Let me give you a few examples. Jon Blair and Sarah Hillier came onstage, Hillier dressed up as Uncle Sam with giant red boxing gloves while Blair was clad in a leopard print dress, a long red wig, and read a soliloquy from Hamlet. Apart from being a wide array of strong choices that an audience might be interested in seeing finding some semblance of cohesion as a sketch progressed, Hillier also promised that she would punch Blair in the crotch upfront, which gave the audience something to look forward to, and likely postponed the gong. LadyStache, Allison Hogg and Stephanie Tolev, were the winners of the evening (they performed for a whopping thirty-one seconds before being gonged), chose to push their comedy into the explicit, the sexual, and, some may argue, vulgar, adorning their matching moustaches with, first plastic breasts, and then (in the second round) a phallus, which they plied with whipped cream, which was licked off, with equal parts seduction and perversion, by two puppets who looked like they had wandered off the set of Sesame Street, a mailman and whore Prairie Dawn.

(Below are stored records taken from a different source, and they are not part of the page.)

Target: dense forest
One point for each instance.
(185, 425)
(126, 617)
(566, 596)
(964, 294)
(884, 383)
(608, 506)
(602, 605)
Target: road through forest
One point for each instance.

It’s interesting however, that it could be argued that the strength of the repulsion factor can be pushed too far for the audience, as the troopers from Haircut exemplified when Patrick Smith ate some Chef Boyardee, while Allie Price squirted copious amounts of mustard into her mouth, and then Smith spit his mouthful of food, Mama Bird style, into Price’s mouth, which she then swallowed and washed down with more mustard. Despite the fact that I think they made the boldest choice of the evening, they were still gonged; perhaps because the audience was gagging.
Gary Rideout Jr. and Pat Thornton came out in camouflage with plastic guns and cowboy hats adorned with worry dolls and were actually given a second chance after being gonged because someone pointed out that they hadn’t made any mention of the most interesting aspect of their getup- the dolls. Yet, when Rideout’s ode to Haitian children failed to provide immediate gratification, they were gonged again. Stacey McGunnigle and Mark Andrada, as the New Classy Affair, played with this idea of anticipation, by taking an extreme opposite strategy than everyone else, and beginning slowly and silently, forcing the audience to wait for a point, which never actually came. Carly Heffernan of She Said What took the opposite approach by bursting out and immediately conducting a beer chugging contest between her and an audience member and then attempting to start a magic show, while Norm Sousa and Cole Osborne of Punch Drysdale essentially cheated by bringing out an adorable puppy, knowing that the audience wouldn’t want to gong something so cute, sleepy and sweet. Mark Andrada helped by playing “You’ve Got a Friend in Me” by Randy Newman to complete the Disneyification of the moment.
It’s obvious that the show each month will be wildly different, and I would assume that as this format progresses and evolves, that its participants will discover new strategies to ward off the gong, and that they will improve upon the ones they have already implemented. It’s essentially a gong show, but the complete wild abandon of it, the element of palpable danger in the knowledge that ANYTHING could happen (seriously), and the mixture of talent and wits and lunacy makes it another worthwhile night of frivolity at the Comedy Bar.